Bir gün Resûlullah sallallahu aleyhi ve sellem’in huzurunda bulunduğumuz sırada, elbisesi beyaz mı beyaz, saçları siyah mı siyah, yoldan gelmiş bir hali olmayan ve içimizden kimsenin tanımadığı bir adam çıkageldi. Peygamber’in yanına sokuldu, önüne oturdu, dizlerini Peygamber’in dizlerine dayadı, ellerini (kendi) dizlerinin üstüne koydu ve:
Ey Muhammed, bana İslâm’ı anlat! dedi.
Resûlullah sallallahu aleyhi ve sellem:
İslâm, Allah’tan başka ilah olmadığına ve Muhammed’in Allah’ın resûlü olduğuna şehâdet etmen, namazı dosdoğru kılman, zekâtı (tastamam) vermen, ramazan orucunu (eksiksiz) tutman, yoluna güç yetirebilirsen Kâbe’yi ziyâret (hac) etmendir” buyurdu. Adam:
Doğru söyledin dedi. Onun hem sorup hem de tasdik etmesi tuhafımıza gitti. Adam:
Şimdi de imanı anlat bana, dedi. Resûlullah sallallahu aleyhi ve sellem:
Allah’a, meleklerine, kitaplarına, peygamberlerine, âhiret gü-nüne inanmandır. Yine kadere, hayrına ve şerrine iman etmendir” buyurdu.
Adam tekrar:
Doğru söyledin, diye tasdik etti ve:
Peki ihsan nedir, onu da anlat, dedi. Resûlullah sallallahu aleyhi ve sellem:
İhsan, Allah’a onu görüyormuşsun gibi kulluk etmendir. Sen onu görmüyorsan da O seni mutlaka görüyor” buyurdu.
Adam yine:
Doğru söyledin dedi, sonra da:
Kıyâmet ne zaman kopacak? diye sordu.
Peygamber sallallahu aleyhi ve sellem:
Kendisine soru yöneltilen, bu konuda sorandan daha bilgili değildir” cevabını verdi.
Adam:
O halde alâmetlerini söyle, dedi.
Resûlullah sallallahu aleyhi ve sellem:
Annelerin, kendilerine câriye muamelesi yapacak çocuklar doğurması, yalın ayak, başı kabak, çıplak koyun çobanlarının, yüksek ve mükemmel binalarda birbirleriyle yarışmalarıdır ” buyurdu.

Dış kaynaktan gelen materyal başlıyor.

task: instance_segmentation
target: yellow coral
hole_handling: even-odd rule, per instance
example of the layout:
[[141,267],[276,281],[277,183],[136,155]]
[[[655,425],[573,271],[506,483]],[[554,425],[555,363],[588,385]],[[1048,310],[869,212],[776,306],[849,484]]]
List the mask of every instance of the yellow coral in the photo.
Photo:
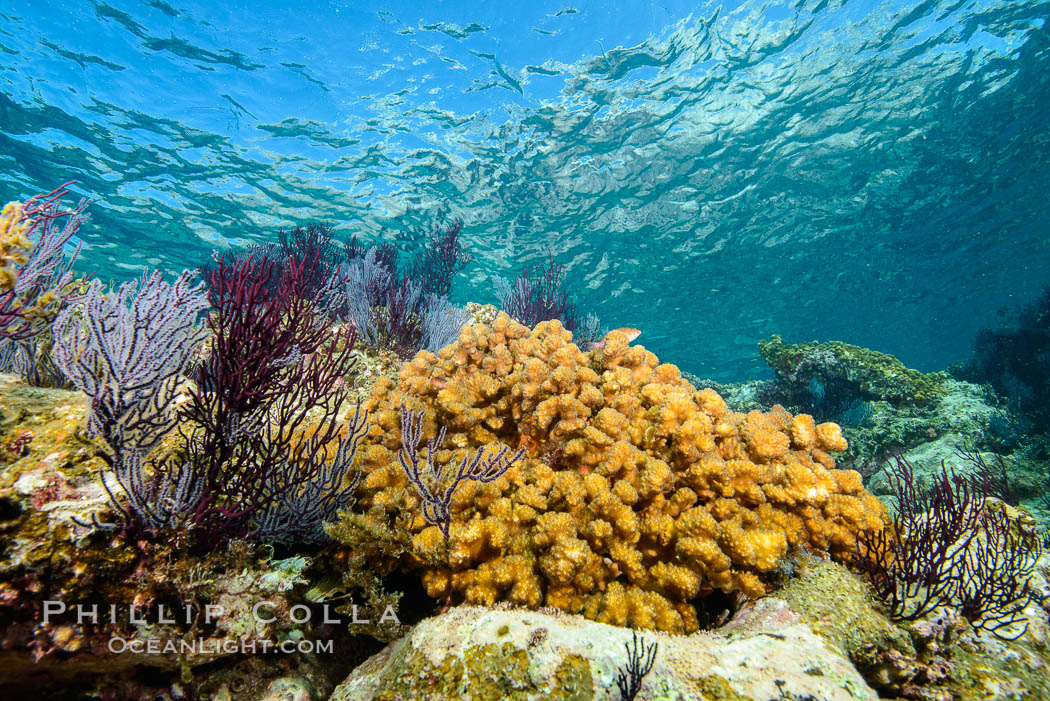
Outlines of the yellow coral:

Adam, (sessizce) çekip gitti. Ben bir süre öylece kalakaldım. Daha sonra Peygamber sallallahu aleyhi ve sellem:
Ey Ömer, soru soran kişi kimdi, biliyor musun?” buyurdu. Ben:
Allah ve Resûlü bilir, dedim.
Resûlullah sallallahu aleyhi ve sellem:
O Cebrâil’di, size dininizi öğretmeye geldi” buyurdu. [1]
HADİSTEN ÖĞRENDİKLERİMİZ
1. Melekler insan kılığına girebilirler. Konuşabilirler, konuşmalarını insanlar da duyabilir.
2. İman, dinin esaslarını kabullenmek, İslâm ise, şer’î fiilleri yerine getirmektir. Binaenaleyh bu ikisi kavram olarak ayrı olmalarına rağmen, gerçekte biribirlerinden ayrı değildir.
3. Gücü yetenin kelime-i şehâdeti açıkca söylemesi, müslüman muamelesi görmesi için gereklidir.
4. Eğitim-öğretimde soru-cevap usûlü geçerli bir yoldur.
5. İlim adamlarına ve ilim meclislerine saygı göstermek esastır.
6. Kıyametin ne zaman kopacağını Allah’dan başka kimse bilemez. Bu konudaki söylentilere ve tahminlere asla aldanmamak, kulak asmamak gerekir.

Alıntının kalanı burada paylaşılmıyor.